Box-Cox transformations for linexp fits
The coefficients of linexp fits to gastric emptying curves are generally used in mixed-models to analyze group and meal difference. The distribution of the extracted parameters is often highly skewed, so before using linear models or estimates of reference ranges with functions in package referenceInterval
or Hmisc
, a transformation might be required.
From a large corpus of gastric emptying curves analyzed with nonlinear fits of the linexp function, the following recommendations for transformation were obtained using the boxcox
and the logtrans
function in package MASS
:
Linexp parameter tempt
Stable recommendation: log(tempt)
Overshoot parameter kappa
Try the logarithmic transformation log(kappa)
, but make sure that you have no non-positive values of kappa
. Values of kappa near zero anyway are not very useful, so a prior when using Stan to fit might help. Even better, fit the logarithm of both kappa
and tempt
with nlme instead of the untransformed variables.
Half-emptying time t50
Stable recommendation: t50^(-0.5)
, or 1/sqrt(t50)
Initial volumeParameter v0
Surprising, and possibly not stable: v0^(-1)
, or 1/v0
I had expected that no transformation would be required, but in the existing records the tails were quit asymmetric due to early emptying.
Slope in t50 slope_t50
Try : log(slope_t50)
The log transformation is moderately stable, an offset might be required.
Caveat
A transformation is required if you want to determine reference intervals, and you have data from fewer than 120 subjects or patients, so that the non-parametric method cannot be used. The robust method proposed in the official guideline C28-A3 gets around problems with outliers, but cannot graciously handle systematic skewness. For example, with untransformed t50
and tempt
, negative lower limits for reference ranges are not uncommon.
If you use lme
or lmer
to compare between treatment averages, using transformations is not as important, since mixed models behave reasonably with moderate skewness.

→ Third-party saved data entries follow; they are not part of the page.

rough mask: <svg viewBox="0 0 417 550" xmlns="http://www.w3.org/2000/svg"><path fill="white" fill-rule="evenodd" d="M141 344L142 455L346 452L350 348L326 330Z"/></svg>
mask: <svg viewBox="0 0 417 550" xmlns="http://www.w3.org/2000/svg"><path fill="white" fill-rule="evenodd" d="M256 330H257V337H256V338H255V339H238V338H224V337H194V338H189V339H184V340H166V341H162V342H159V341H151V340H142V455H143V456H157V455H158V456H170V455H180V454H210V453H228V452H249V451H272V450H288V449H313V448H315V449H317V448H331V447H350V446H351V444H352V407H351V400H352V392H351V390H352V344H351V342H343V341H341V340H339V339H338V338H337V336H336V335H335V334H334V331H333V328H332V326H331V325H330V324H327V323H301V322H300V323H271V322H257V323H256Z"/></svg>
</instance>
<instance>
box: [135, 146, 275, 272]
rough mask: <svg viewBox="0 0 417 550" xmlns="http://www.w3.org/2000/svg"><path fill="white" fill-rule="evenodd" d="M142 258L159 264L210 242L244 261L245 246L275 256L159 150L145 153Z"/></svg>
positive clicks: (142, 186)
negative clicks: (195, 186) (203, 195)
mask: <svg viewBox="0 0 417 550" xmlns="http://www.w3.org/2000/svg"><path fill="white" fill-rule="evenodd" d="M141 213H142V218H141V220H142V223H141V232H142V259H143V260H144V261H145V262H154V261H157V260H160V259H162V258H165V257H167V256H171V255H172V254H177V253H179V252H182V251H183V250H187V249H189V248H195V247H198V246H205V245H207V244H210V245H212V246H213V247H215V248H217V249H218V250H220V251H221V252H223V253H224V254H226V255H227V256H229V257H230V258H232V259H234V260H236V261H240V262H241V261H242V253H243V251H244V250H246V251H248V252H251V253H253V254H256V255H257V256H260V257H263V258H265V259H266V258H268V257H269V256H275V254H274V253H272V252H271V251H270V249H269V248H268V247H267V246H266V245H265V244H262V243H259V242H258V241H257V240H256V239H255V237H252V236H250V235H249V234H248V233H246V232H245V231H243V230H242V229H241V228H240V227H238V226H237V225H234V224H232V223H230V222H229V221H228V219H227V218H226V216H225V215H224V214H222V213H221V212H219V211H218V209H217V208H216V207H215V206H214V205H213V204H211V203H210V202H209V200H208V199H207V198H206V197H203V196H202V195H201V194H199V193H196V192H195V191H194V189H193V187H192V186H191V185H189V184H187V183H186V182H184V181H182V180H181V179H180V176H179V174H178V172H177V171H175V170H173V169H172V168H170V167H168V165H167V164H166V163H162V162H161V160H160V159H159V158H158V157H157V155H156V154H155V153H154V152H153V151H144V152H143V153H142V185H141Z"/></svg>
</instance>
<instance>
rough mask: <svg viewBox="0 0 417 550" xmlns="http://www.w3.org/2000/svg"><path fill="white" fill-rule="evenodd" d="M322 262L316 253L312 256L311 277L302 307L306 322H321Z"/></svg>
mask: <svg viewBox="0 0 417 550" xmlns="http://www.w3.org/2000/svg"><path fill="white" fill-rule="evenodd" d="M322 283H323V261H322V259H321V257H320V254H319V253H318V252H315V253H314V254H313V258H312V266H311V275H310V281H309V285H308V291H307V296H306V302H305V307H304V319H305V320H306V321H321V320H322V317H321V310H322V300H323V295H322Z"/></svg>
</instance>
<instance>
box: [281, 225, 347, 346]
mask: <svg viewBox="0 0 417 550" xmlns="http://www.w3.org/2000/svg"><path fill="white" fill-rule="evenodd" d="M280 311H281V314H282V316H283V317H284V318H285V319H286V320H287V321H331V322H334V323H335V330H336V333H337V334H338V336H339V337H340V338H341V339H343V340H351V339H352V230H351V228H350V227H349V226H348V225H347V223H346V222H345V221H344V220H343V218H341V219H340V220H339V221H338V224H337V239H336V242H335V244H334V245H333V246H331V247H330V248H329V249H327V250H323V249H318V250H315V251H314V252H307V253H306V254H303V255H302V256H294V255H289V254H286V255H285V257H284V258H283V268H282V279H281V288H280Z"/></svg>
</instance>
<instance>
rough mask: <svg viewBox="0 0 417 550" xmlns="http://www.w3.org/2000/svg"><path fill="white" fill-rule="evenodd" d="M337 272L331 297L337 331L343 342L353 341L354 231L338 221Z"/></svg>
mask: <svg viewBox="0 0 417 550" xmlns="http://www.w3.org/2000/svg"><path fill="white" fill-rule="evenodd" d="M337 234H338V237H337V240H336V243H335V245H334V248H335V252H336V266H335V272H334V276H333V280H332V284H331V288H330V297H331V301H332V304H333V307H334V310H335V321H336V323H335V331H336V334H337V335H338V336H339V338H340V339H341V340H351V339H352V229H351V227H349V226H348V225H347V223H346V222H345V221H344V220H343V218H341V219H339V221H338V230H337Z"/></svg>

The above are recommendations - your data may need different transformations. Use MASS::boxcox
for interactive checks or one of the functions in package car
. However, do not go overboard; if you find a power transformation of -0.6 or -0.7 for t50
, check if the above rounded suggestion of -0.5 would also be reasonable. Using arbitrary transformation always runs into the risk of giving irreproducible result.